Description of the impact
The new Developer Experience had a slow query impacting customers migrating on such a platform. As more customers were being migrated more workloads were generated and customers also not on the new developer experience started experiencing delays on review processing.
Timeline and Root Cause
Starting from 15/02/2021 11:45 GMT the CPU Utilisation p99 went up to 99% therefore the cluster has been scaled up for the first time.
Starting from 13:50 GMT also the CPU Utilisation p50 went up to 99% starting the actual incident. At 14:00 GMT the product engineering team started to investigate the issue as the first deployed a new detailed monitoring configuration to gain more visibility on the database cluster.
At 16:30 GMT we were able to identify a query that was causing the congestion on the database and therefore delays on the review processing queue.
At 18:19 GMT we deployed the patch and also scaled up the cluster to speed up recovery time.
At 21:16 GMT incident has been resolved since review processing times were back to normal levels consistently
Detection, Remediation and Prevention
In the short term, we are focusing on additional database monitoring improvements and query optimisations.
In the long term, our engineering team is planning to introduce deeper performance testing early in the development phase.
Posted Feb 16, 2021 - 14:18 GMT
Resolved
This incident has been resolved.
Posted Feb 15, 2021 - 21:16 GMT
Update
Processing is gradually going back to normal levels. We keep monitoring the situation.
Posted Feb 15, 2021 - 21:00 GMT
Update
We have released a fix and continue monitoring our instances as we are slowly clearing up our backlog of requests
Posted Feb 15, 2021 - 19:53 GMT
Monitoring
A fix has been implemented and we are monitoring the results.
Posted Feb 15, 2021 - 18:19 GMT
Investigating
We are currently investigating this issue.
Posted Feb 15, 2021 - 17:13 GMT
Update
We are continuing to monitor for any further issues.

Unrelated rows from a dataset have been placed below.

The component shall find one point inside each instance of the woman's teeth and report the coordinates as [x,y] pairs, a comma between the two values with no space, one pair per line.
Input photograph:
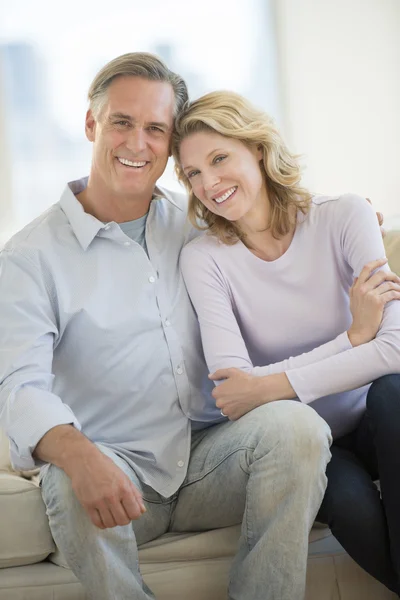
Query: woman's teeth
[226,195]
[129,163]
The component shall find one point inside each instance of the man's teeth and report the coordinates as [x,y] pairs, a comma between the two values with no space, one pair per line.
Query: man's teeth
[225,196]
[129,163]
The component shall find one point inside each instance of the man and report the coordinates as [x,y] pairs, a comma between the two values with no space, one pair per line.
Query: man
[104,385]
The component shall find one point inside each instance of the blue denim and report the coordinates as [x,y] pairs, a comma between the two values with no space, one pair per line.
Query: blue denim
[266,471]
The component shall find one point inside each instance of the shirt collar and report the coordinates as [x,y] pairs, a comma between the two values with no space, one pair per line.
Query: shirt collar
[86,226]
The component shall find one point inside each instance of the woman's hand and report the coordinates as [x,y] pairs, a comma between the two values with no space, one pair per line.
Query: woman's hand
[368,296]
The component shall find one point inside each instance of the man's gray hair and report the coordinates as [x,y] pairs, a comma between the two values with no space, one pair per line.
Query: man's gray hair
[136,64]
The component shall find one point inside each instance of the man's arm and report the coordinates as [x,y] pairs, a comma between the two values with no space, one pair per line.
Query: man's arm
[102,488]
[38,424]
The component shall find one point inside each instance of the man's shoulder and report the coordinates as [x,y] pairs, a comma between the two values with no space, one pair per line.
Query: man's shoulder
[177,198]
[35,236]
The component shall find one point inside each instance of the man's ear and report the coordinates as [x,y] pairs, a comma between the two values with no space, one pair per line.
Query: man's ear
[90,126]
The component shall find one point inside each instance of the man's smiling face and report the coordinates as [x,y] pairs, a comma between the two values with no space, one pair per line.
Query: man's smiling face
[131,136]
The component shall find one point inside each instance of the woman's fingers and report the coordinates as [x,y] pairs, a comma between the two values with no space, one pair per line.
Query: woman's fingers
[370,268]
[377,279]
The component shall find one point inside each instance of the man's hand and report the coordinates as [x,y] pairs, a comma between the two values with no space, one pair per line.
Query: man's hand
[241,392]
[105,491]
[369,294]
[102,488]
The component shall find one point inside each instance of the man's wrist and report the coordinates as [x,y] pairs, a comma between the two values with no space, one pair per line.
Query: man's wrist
[355,339]
[274,387]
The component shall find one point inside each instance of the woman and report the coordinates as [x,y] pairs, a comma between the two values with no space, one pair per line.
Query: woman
[273,286]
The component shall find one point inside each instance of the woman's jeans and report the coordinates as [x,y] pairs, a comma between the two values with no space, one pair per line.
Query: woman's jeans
[266,471]
[366,525]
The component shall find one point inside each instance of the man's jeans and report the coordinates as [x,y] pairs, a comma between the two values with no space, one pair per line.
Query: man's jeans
[366,525]
[266,471]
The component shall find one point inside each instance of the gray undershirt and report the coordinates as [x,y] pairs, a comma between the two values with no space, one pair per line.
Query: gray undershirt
[136,230]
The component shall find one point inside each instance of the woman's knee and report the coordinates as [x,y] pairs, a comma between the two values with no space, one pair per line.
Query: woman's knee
[298,429]
[384,396]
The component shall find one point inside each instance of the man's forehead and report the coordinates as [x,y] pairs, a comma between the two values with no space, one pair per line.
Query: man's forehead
[139,98]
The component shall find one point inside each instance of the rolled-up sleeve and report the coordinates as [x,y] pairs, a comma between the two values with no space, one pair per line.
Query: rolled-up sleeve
[28,333]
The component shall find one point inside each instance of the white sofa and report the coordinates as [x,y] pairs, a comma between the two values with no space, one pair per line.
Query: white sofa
[175,566]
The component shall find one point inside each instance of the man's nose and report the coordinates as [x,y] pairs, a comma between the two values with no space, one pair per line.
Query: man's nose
[136,141]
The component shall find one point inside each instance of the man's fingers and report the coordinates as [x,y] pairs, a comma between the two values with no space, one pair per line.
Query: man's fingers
[389,296]
[132,507]
[118,513]
[106,516]
[139,498]
[378,278]
[369,268]
[96,518]
[388,286]
[222,374]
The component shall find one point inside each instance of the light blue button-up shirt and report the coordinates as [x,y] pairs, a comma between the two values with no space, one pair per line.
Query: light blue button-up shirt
[96,333]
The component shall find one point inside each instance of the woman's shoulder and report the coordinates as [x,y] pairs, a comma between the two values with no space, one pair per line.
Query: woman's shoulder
[204,243]
[342,202]
[339,209]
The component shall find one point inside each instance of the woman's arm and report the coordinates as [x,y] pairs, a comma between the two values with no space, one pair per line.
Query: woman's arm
[361,242]
[223,343]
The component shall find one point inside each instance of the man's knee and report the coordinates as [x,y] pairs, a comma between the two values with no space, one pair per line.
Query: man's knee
[57,491]
[298,429]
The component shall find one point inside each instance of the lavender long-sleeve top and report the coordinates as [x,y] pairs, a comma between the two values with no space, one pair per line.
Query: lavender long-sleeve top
[291,314]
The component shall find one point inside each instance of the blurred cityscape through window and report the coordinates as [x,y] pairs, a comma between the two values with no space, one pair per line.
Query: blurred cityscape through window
[49,55]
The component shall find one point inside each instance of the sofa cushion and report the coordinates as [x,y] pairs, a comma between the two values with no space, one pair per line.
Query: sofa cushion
[26,538]
[25,534]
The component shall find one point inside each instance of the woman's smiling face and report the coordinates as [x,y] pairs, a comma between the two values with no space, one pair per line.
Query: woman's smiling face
[224,173]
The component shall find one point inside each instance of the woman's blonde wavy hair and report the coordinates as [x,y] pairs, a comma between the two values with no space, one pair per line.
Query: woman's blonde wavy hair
[231,115]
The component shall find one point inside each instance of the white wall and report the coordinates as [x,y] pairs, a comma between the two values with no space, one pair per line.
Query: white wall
[340,76]
[6,212]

Posted Feb 15, 2021 - 16:59 GMT
Monitoring
We are making some unplanned maintenance in order to address today's issues - we'll continue to post updates on the situation
Posted Feb 15, 2021 - 16:30 GMT
Investigating
Our code review processing infrastructure is running behind which is causing latency in the reporting and slower-than-normal response times.
Posted Feb 15, 2021 - 14:00 GMT
This incident affected: Clayton (Code Review Workers, Web).